2015年10月28日(水) 14時00分 理学館506

 遷移金属化合物や希土類化合物などの強相関電子系の理論研究においては、多体効果の扱いが重要なテーマである。動的平均場理論は強相関効果を取り込むことができる近似理論で、特にモット絶縁体や重い電子状態の記述において成功を収めており、最近ではエネルギーバンド計算にも応用されている。このように動的平均場理論は強相関系の理論研究において非常に有用な近似理論であるが、そのままでは量子臨界現象やその近傍で起こる超伝導が扱えないという制約がある。この問題を解消するための拡張理論が数多く提案されており、中でも近年特に急速な発展を見せているのが、反強磁性等の長距離揺らぎを取り込む拡張理論である。本講演ではデュアルフェルミオン法と呼ばれる、動的平均場理論を出発点とした摂動展開法[1,2]を紹介する。

 この理論が威力を発揮するのが重い電子系の超伝導である。重い電子超伝導を理論的に扱うためには、重い電子の形成に本質的なスピンの時間的な揺らぎ(近藤効果、局所相関)と超伝導を誘起するスピンの空間的な揺らぎ(長距離相関)の両者を取り入れる必要がある。上述の理論の発展により、それらの統一的な扱いが実現してきており、これにより本当の意味での重い電子超伝導の微視的な計算がようやく可能になってきたといえる。

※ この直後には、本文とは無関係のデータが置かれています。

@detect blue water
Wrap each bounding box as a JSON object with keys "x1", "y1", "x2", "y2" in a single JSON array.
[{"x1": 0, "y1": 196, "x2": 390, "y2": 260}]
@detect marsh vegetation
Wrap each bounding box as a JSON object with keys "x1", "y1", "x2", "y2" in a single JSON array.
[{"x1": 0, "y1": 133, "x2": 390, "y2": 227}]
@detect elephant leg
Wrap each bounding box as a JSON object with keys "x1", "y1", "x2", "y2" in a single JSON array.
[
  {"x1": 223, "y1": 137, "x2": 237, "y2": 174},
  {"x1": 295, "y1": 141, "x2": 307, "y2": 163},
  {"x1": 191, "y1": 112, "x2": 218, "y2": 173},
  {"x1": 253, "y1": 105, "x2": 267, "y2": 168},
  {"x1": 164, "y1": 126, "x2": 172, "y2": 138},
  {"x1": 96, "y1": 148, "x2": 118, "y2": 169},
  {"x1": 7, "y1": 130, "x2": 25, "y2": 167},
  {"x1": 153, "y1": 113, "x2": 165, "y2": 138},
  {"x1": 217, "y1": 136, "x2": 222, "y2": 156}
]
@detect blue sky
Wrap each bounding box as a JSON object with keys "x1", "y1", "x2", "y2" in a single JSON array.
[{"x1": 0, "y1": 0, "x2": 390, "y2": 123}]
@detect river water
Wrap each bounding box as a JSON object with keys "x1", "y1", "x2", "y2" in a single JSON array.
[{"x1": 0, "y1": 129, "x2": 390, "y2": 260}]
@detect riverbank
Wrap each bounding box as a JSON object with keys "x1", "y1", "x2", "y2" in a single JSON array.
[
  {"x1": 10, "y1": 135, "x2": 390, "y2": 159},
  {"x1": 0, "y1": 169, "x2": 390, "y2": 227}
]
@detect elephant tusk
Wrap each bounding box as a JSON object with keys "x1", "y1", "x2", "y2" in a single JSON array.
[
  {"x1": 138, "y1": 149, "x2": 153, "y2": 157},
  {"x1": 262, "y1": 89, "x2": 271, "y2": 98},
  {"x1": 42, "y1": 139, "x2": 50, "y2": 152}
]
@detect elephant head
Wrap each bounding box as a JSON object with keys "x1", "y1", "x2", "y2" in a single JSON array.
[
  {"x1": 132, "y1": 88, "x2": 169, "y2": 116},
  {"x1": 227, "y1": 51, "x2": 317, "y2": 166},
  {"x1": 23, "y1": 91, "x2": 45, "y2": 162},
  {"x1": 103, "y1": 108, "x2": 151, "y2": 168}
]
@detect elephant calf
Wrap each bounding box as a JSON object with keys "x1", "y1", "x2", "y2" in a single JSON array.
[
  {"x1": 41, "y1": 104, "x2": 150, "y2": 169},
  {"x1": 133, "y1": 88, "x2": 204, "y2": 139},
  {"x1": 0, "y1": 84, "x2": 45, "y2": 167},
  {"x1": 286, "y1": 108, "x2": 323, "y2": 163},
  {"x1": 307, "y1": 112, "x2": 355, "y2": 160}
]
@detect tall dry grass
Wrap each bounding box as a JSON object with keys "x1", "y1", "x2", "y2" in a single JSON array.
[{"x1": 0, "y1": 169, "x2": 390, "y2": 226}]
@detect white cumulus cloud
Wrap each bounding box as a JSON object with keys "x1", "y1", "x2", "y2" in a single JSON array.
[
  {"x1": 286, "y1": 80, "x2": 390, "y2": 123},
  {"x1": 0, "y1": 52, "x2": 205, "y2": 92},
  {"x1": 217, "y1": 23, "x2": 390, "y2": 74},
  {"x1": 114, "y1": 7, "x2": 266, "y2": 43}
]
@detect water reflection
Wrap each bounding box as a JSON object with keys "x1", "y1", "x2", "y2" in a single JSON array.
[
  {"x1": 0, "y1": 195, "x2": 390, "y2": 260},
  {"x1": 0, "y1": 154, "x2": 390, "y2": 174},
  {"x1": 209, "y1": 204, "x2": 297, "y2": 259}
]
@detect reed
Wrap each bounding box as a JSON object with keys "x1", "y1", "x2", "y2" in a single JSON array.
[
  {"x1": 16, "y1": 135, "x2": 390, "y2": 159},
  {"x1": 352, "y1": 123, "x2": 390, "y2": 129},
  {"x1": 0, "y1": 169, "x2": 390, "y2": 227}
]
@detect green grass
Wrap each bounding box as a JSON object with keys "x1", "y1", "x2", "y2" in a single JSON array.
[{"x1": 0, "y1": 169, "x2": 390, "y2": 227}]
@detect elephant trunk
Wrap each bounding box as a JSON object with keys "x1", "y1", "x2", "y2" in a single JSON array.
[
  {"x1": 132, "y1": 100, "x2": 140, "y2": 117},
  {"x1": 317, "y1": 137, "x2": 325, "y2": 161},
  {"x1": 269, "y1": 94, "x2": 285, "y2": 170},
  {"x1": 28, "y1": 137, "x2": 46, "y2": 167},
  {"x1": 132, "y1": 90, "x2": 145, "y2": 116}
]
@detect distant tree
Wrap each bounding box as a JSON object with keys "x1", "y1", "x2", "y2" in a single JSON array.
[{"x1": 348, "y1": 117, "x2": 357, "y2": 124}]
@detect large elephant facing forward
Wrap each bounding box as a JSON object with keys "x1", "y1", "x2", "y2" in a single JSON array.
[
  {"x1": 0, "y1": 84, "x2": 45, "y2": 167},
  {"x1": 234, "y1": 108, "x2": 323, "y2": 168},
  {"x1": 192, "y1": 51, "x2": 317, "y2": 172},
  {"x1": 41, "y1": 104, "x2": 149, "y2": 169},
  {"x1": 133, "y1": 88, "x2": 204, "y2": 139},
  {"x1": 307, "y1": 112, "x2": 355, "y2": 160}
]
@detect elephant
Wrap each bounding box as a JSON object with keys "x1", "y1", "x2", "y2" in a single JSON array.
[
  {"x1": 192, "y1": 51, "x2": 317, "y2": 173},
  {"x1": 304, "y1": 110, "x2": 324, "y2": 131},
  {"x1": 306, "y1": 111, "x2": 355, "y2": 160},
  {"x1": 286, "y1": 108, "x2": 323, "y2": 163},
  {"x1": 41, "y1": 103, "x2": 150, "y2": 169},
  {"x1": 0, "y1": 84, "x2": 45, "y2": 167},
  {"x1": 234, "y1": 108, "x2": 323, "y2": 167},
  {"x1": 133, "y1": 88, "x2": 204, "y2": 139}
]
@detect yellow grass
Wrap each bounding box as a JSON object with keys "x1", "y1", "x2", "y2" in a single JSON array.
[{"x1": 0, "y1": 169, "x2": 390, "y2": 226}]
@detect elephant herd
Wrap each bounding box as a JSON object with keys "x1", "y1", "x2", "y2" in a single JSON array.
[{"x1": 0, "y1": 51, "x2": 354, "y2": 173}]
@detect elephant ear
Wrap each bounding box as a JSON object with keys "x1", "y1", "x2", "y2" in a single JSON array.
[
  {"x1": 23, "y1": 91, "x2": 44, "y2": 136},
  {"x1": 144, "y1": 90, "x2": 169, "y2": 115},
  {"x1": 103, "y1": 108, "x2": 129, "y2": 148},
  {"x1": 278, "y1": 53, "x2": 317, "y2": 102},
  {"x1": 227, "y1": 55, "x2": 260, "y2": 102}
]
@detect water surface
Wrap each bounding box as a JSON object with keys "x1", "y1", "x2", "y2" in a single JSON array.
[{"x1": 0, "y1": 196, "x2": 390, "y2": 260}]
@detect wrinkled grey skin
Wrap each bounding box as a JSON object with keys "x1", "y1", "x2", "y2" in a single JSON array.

 重い電子系の基本的模型である近藤格子模型に適用した数値計算の結果、反強磁性量子臨界点近傍において非自明なペア対称性を持つ超伝導が実現することが明らかになった[3]。この結果は、これまで超伝導との関連ではあまり議論されてこなかったf電子の遍歴・局在双対性が超伝導に重要な役割を果たしている例であり、重い電子系化合物の圧力誘起超伝導相において新奇なペア対称性が実現している可能性を示唆するものである。本講演ではこれらの結果を紹介し、さらに今後の展望についても述べたい。

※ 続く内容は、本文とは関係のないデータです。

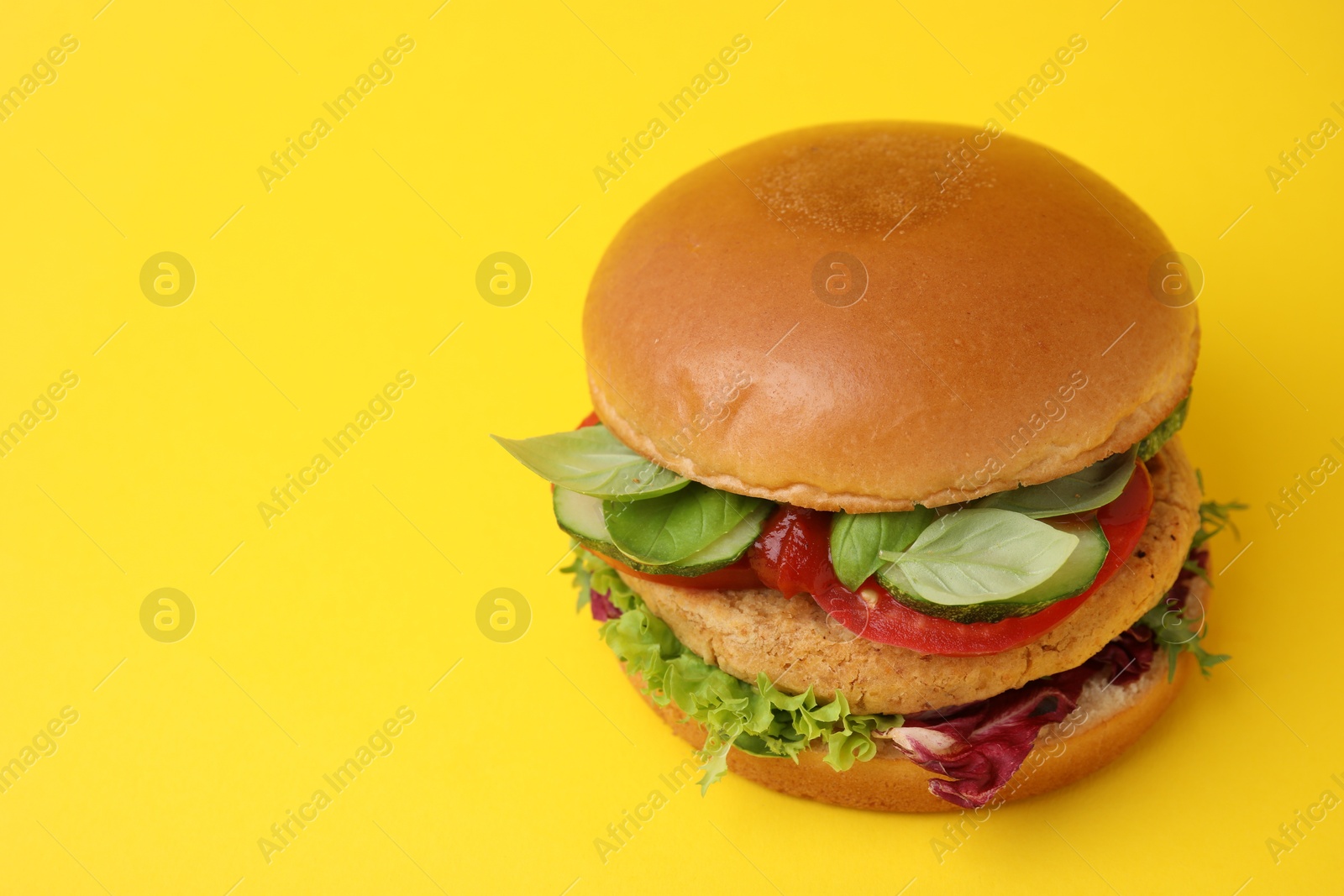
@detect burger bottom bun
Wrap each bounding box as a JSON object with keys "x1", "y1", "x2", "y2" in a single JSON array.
[{"x1": 630, "y1": 650, "x2": 1194, "y2": 818}]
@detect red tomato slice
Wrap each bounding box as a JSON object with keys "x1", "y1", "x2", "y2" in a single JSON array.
[
  {"x1": 593, "y1": 551, "x2": 761, "y2": 591},
  {"x1": 769, "y1": 464, "x2": 1153, "y2": 657},
  {"x1": 567, "y1": 412, "x2": 1153, "y2": 657}
]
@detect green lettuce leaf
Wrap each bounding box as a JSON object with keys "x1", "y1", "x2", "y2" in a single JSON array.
[
  {"x1": 564, "y1": 548, "x2": 903, "y2": 793},
  {"x1": 1138, "y1": 491, "x2": 1247, "y2": 681},
  {"x1": 1138, "y1": 598, "x2": 1232, "y2": 681},
  {"x1": 1138, "y1": 392, "x2": 1189, "y2": 461}
]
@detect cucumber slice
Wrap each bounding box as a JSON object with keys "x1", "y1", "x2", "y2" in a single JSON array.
[
  {"x1": 553, "y1": 486, "x2": 620, "y2": 555},
  {"x1": 553, "y1": 486, "x2": 774, "y2": 576},
  {"x1": 878, "y1": 518, "x2": 1110, "y2": 622}
]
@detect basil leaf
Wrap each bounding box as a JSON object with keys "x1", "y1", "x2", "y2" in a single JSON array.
[
  {"x1": 966, "y1": 448, "x2": 1136, "y2": 518},
  {"x1": 491, "y1": 423, "x2": 690, "y2": 501},
  {"x1": 602, "y1": 482, "x2": 766, "y2": 565},
  {"x1": 879, "y1": 508, "x2": 1078, "y2": 605},
  {"x1": 831, "y1": 506, "x2": 936, "y2": 591}
]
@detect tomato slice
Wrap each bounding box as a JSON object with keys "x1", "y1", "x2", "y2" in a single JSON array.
[
  {"x1": 748, "y1": 464, "x2": 1153, "y2": 657},
  {"x1": 593, "y1": 551, "x2": 761, "y2": 591},
  {"x1": 567, "y1": 402, "x2": 1153, "y2": 657}
]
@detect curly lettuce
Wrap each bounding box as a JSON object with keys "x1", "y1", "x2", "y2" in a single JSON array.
[{"x1": 563, "y1": 548, "x2": 902, "y2": 793}]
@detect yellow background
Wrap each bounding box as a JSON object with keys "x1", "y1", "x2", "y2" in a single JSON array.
[{"x1": 0, "y1": 0, "x2": 1344, "y2": 896}]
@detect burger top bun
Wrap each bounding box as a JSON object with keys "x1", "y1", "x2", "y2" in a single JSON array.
[{"x1": 583, "y1": 123, "x2": 1199, "y2": 513}]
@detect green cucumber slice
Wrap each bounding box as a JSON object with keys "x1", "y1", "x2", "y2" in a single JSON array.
[
  {"x1": 553, "y1": 486, "x2": 774, "y2": 576},
  {"x1": 878, "y1": 518, "x2": 1110, "y2": 622}
]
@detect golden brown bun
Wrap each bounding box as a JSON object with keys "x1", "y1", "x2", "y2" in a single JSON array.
[
  {"x1": 622, "y1": 439, "x2": 1199, "y2": 713},
  {"x1": 583, "y1": 123, "x2": 1199, "y2": 513},
  {"x1": 632, "y1": 652, "x2": 1194, "y2": 820}
]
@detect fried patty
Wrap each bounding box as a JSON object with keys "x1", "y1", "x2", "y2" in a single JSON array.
[{"x1": 621, "y1": 438, "x2": 1200, "y2": 713}]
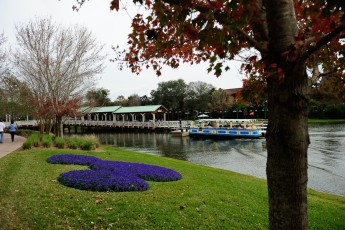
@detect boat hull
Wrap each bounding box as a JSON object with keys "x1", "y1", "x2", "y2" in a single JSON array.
[{"x1": 189, "y1": 128, "x2": 262, "y2": 138}]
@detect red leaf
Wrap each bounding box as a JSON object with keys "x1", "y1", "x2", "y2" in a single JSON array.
[{"x1": 110, "y1": 0, "x2": 120, "y2": 11}]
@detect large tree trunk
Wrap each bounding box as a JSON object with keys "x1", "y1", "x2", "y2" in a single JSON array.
[
  {"x1": 266, "y1": 0, "x2": 309, "y2": 230},
  {"x1": 266, "y1": 60, "x2": 309, "y2": 229}
]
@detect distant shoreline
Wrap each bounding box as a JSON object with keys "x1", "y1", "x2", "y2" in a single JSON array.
[{"x1": 308, "y1": 119, "x2": 345, "y2": 124}]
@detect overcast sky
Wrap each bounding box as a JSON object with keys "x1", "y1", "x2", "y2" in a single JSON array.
[{"x1": 0, "y1": 0, "x2": 243, "y2": 100}]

[1] A. N. Rubtsov et al., Phys. Rev. B 79, 045133 (2009).

[2] J. Otsuki, H. Hafermann, A. I. Lichtenstein, Phys. Rev. B 90, 235132 (2014).

[3] J. Otsuki, Phys. Rev. Lett. 115, 036404 (2015).